From:Christophe Grandsire-Koevoets <>
Date:Tuesday, April 7, 2009, 9:52
2009/4/7 Herman Miller <hmiller@...>

> > That could be one reason I have such trouble with verb-final languages like > Japanese. My thoughts come more naturally in English word order, but with > some flexibility -- not always in the order I end up speaking or writing > them, but more or less. With some practice, the Japanese word order becomes > more natural for Japanese words, so I could probably get used to it if I > spent enough time exposing myself to Japanese (but speech often comes at you > too quickly to understand, and reading is a difficult skill to learn. I've > found the most effective way to learn the writing system for me is to learn > the pronunciation of whole words, not individual kanji characters). >
Dutch is verb-final in subclauses (like German), and although my fellow students in Dutch class (coming from all kinds of backgrounds and native languages) all had difficulties with it, I personally never found it a problem. I never found word order to be a big problem (except in extended sentences with lots of subclauses, but then even the Dutch themselves have problems with them), it's the thing I adapt best to.

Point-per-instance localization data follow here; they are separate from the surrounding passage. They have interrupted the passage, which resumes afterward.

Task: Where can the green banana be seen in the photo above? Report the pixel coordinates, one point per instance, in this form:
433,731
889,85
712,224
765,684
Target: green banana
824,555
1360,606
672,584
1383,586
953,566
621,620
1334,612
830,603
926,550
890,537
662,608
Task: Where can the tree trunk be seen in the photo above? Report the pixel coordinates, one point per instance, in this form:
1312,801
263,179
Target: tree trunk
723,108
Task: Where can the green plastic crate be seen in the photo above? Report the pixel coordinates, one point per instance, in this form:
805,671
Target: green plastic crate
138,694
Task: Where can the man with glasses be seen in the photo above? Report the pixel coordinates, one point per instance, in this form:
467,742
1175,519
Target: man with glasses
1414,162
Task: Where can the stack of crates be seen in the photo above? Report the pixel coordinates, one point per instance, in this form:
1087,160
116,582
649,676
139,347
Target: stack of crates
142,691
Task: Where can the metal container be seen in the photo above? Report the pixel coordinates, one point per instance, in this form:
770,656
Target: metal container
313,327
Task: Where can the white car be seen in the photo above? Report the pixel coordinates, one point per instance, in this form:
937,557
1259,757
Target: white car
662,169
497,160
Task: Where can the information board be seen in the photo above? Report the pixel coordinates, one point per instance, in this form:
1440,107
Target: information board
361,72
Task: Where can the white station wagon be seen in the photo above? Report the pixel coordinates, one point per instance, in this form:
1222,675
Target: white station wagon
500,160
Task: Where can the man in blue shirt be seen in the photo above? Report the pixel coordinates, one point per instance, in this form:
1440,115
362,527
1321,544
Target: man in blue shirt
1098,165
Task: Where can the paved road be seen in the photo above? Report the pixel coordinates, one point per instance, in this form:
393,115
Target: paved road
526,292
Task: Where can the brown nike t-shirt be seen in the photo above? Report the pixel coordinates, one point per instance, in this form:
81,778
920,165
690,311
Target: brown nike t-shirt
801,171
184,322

> > To some extent, learning non-English words for me is a bit like learning > unfamiliar English words: eventually given enough context it becomes part of > my vocabulary. Most of the time I'm not very aware of this, since I don't > read enough non-English text to become fluent in any language, but in one > case, the Dutch word "over" tends to get translated mentally as German > "über", rather than the English equivalent. On the other hand, any mental > associations between German "wissen" vs. "kennen" and Spanish "saber" vs. > "conocer" are weak at best. >
To me, being immersed in the language is indeed vital to build up a vocabulary. Without immersion, I still can learn grammatical rules very easily, and apply them relatively simply to my sentences, but I can't grow a usable vocabulary. That's why it took me only one month to get to a conversational level in Dutch: I was immersed in the language already. With Greek, it's more difficult since I only speak it a few weeks per year, so my vocabulary tends to stagnate or regress easily. -- Christophe Grandsire-Koevoets.